My own preference, is Calais - Dunkerque - Lille - Belguim - Mons - Charleroi - Arlon - Luxembourg - Metx - Chateau Salins - Sarrbourg - A4 for one junction, Molsheim and time for beddy byes at nearby Obernai. On then toll free to Colmar and Mulhouse, before entering Switzerland as above and contimuing to Italy. I leave the A4 at Brescia Est for several reasons. Firstly, diesel is cheaper at garages on the SS11 than it is lakeside, secondly it saves a couple of euro on tolls and thirdly, I know the area well.

I hope all this is some use. The road numbers, junctions etc are given based on past experience and you should be aware, that these numbers can change.

I don't know how to shrink the map to a more manageable size.

Happy travelling and see you there! (maybe)


----------



## Guest (Mar 4, 2008)

Following a link on MHF I just ordered the Swiss Vignette for £17 plus £3.50 post.

One less thing to worry about.

Keep the good work up, *everyone* needs to visit Italy even if they don't realise this yet.

Though I think you need a motorbike to experience it properly, you just overtake a car, especially an Alpha, then look in your mirrors as a steaming Italian in "Death or Glory" mode tried to keep up. They overtake where it is perfectly obvious that it is totally impossible to overtake. Excellent sport.

Now I wonder, overtake an Alpha with an English MH


----------



## Rapide561 (Oct 1, 2005)

*Lake Garda*

Mmmm

For good measure, I will add the follwing links.

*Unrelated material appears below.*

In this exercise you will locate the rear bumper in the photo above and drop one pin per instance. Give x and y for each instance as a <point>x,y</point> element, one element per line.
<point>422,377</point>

www.gardalake.it - list of campsites and other useful info

www.camping.it - campsites

www.trenitalia.it - rail time tables

http://www.trasportibrescia.it/ - bus times - Lake Garda West and South

http://www.aptv.it/orari/index_orari.html - bus times Lake Garda south and east, Verona

http://www.navigazionelaghi.it/ scheduled boat services

Ciao bello!

R xx


----------